On 2025-01-31 21.11, Simon McVittie wrote:
> On Fri, 31 Jan 2025 at 19:23:07 +0000, Sean Whitton wrote:
>> On Sun 30 Jun 2024 at 11:03pm +02, Paride Legovini wrote:
>>> * I am not aware of Debian (or Ubuntu) developers actively using it.
>>>   This includes autopkgtest developers, and makes the virt server not
>>>   well tested.
>>
>> This statement is very surprising to me:
>> I have used it for almost every upload I have made to the archive, ever.
> 
> What is your expansion of "it" here? schroot, or autopkgtest-virt-schroot?
> I think Paride was referring to a-v-schroot.

Indeed I was.

>> I was under the impression that it was such a core piece of Debian's
>> toolchain that there was no way there could be plans to remove it that I
>> wasn't even aware of.
> 
> Again, what is "it" here? schroot, or autopkgtest-virt-schroot?
> 
> schroot is no longer a core part of Debian's toolchain in the way that
> it was at the time of the bookworm release, because part of the response
> to the xz-utils back door (CVE-2024-3094) was a realization that schroot
> is not designed to protect the host system from malicious code running
> as root inside the chroot ("if you are root in the chroot then you are
> root in real life").

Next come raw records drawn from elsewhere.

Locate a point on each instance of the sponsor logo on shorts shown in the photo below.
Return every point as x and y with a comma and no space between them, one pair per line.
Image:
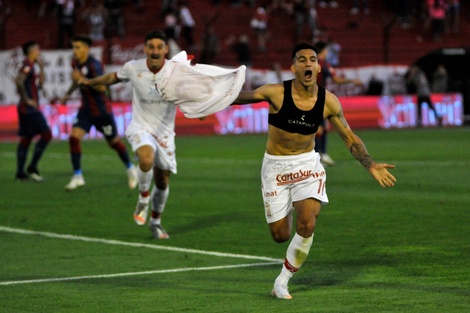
284,179
270,193
267,208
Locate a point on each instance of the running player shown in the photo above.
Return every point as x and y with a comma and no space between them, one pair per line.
293,178
95,110
151,132
31,119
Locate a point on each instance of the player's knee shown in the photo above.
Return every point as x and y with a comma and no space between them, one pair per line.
280,237
74,143
146,163
47,136
25,141
306,229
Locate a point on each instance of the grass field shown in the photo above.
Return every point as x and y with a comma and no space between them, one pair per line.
404,249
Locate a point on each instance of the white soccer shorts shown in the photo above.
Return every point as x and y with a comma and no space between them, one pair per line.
286,179
164,147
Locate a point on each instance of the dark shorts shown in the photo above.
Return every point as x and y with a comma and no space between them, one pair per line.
103,123
32,124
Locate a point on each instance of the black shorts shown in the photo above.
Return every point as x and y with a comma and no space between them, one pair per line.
103,123
32,124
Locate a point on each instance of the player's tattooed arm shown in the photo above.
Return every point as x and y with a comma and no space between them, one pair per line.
359,152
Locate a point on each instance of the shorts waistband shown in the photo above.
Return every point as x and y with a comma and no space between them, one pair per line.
306,155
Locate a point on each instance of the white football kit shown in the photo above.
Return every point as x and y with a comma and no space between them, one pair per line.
286,179
153,119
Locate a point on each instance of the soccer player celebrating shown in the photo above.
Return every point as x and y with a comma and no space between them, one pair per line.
31,119
95,110
151,132
293,178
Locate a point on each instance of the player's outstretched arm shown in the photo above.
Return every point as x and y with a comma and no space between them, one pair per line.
264,93
355,145
106,79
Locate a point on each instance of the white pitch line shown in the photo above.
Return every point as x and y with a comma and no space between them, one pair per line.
137,245
176,270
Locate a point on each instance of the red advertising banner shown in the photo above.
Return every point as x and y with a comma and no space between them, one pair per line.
361,112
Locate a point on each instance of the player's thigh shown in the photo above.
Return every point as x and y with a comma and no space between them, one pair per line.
106,125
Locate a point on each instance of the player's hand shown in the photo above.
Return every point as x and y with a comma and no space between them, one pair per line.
382,175
63,100
32,103
76,76
40,62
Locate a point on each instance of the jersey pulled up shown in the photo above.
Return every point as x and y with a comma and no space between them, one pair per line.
149,110
293,120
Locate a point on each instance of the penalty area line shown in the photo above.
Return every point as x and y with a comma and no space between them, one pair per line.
176,270
137,245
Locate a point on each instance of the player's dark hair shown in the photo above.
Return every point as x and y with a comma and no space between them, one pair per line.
83,38
301,46
27,45
156,34
320,46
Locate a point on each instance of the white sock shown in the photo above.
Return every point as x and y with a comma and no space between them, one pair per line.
145,179
158,198
296,255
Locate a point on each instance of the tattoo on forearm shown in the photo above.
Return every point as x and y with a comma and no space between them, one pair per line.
360,153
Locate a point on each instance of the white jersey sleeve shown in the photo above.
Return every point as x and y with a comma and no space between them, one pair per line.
149,110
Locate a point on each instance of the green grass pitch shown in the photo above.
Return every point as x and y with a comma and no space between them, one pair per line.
403,249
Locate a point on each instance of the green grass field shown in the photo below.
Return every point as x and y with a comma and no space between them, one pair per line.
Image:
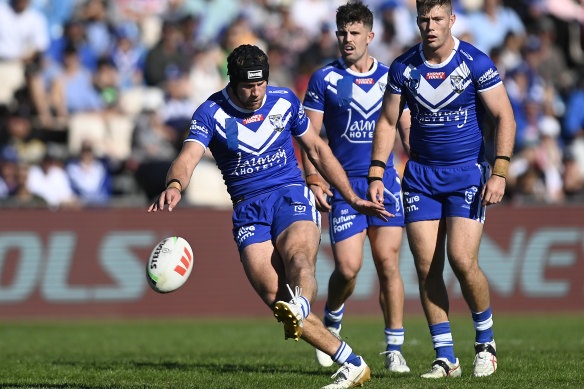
535,351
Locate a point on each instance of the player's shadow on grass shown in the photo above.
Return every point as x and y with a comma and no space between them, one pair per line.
217,367
50,386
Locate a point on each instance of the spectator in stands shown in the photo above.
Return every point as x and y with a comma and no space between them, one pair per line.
153,148
28,147
49,180
128,55
165,53
79,93
98,29
573,178
8,163
178,108
23,32
22,196
74,35
491,25
89,177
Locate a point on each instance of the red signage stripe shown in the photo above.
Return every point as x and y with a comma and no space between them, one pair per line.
180,270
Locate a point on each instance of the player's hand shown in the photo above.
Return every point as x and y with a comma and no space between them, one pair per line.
370,208
320,192
493,190
375,191
171,196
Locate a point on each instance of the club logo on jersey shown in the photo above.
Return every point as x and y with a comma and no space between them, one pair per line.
382,86
252,119
488,75
467,55
413,83
470,194
313,96
364,81
435,76
457,83
276,122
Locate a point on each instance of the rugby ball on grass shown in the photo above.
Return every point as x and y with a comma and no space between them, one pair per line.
169,264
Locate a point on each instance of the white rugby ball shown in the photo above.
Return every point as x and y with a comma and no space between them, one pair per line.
169,265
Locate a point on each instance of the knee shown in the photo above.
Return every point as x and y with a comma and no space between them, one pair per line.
301,261
347,271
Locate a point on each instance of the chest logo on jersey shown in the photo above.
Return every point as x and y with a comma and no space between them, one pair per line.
413,83
276,122
457,83
364,81
435,76
253,119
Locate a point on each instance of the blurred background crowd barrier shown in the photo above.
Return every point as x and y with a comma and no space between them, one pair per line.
96,95
91,263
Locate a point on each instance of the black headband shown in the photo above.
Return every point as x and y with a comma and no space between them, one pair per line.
250,74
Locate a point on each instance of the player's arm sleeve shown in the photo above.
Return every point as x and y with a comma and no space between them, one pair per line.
315,93
299,122
395,78
484,73
497,103
404,125
202,127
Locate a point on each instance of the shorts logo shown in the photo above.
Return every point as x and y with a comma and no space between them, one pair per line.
469,194
410,202
342,223
300,209
365,81
244,233
253,74
252,119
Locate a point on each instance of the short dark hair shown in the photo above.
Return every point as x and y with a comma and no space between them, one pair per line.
424,6
354,12
247,63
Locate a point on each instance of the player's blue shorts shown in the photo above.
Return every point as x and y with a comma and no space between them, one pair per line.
264,217
344,221
435,192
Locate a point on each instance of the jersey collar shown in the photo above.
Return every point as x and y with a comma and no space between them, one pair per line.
237,107
430,65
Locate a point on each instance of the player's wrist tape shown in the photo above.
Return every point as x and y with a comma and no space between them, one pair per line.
312,179
501,167
174,183
378,163
376,171
370,179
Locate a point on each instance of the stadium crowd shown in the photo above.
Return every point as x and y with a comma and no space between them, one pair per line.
96,95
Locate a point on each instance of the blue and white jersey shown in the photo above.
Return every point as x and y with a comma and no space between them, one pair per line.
351,103
253,149
447,114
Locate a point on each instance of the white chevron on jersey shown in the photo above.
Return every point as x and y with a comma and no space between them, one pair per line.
435,99
259,141
366,103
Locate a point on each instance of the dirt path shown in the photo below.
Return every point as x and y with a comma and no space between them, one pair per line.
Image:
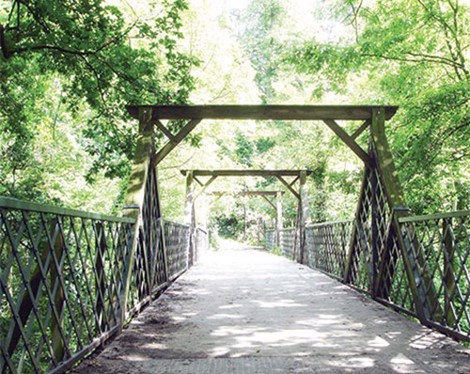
246,311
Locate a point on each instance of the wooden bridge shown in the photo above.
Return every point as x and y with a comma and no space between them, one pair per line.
71,280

Unfortunately, running sbuild with its schroot backend
> involves running apt, dpkg and maintainer scripts from the target suite as
> root, which means that in principle, getting malicious code into unstable
> or even experimental could have been enough to achieve a root compromise on
> the buildd (and dpkg involves xz).
> 
> In the case of the xz-utils back door, I believe there is consensus that
> this didn't happen, because the attacker was playing a longer game,
> wanted a back door into our stable releases, and was minimizing their
> risk of being detected early; but it could have done, and that's already
> a concern.
> 
> As a result, efforts to migrate official buildds from sbuild's schroot
> backend to sbuild's unshare backend became a higher priority, especially
> for buildds that handle relatively uncontrolled suites like unstable and
> experimental. unshare runs unprivileged, so the worst-case scenario (in
> the absence of an attacker chaining several unrelated vulnerabilities)
> should hopefully be a compromise of the container or the buildd user,
> but not a root compromise of the whole machine it is running on. I
> was not involved in that effort, but my understanding is that "most"
> buildds now use the unshare backend, for this reason.
> 
> I am not aware of autopkgtest-virt-schroot being a core part of Debian's
> toolchain at a distro level. ci.debian.net mostly uses a-v-lxc, with
> a-v-qemu on some architectures for some packages that benefit from the
> isolation-machine capability, and (I believe) ongoing work on supporting
> a-v-podman as an alternative to or replacement for a-v-lxc.

Great and interesting summary, thanks for writing it.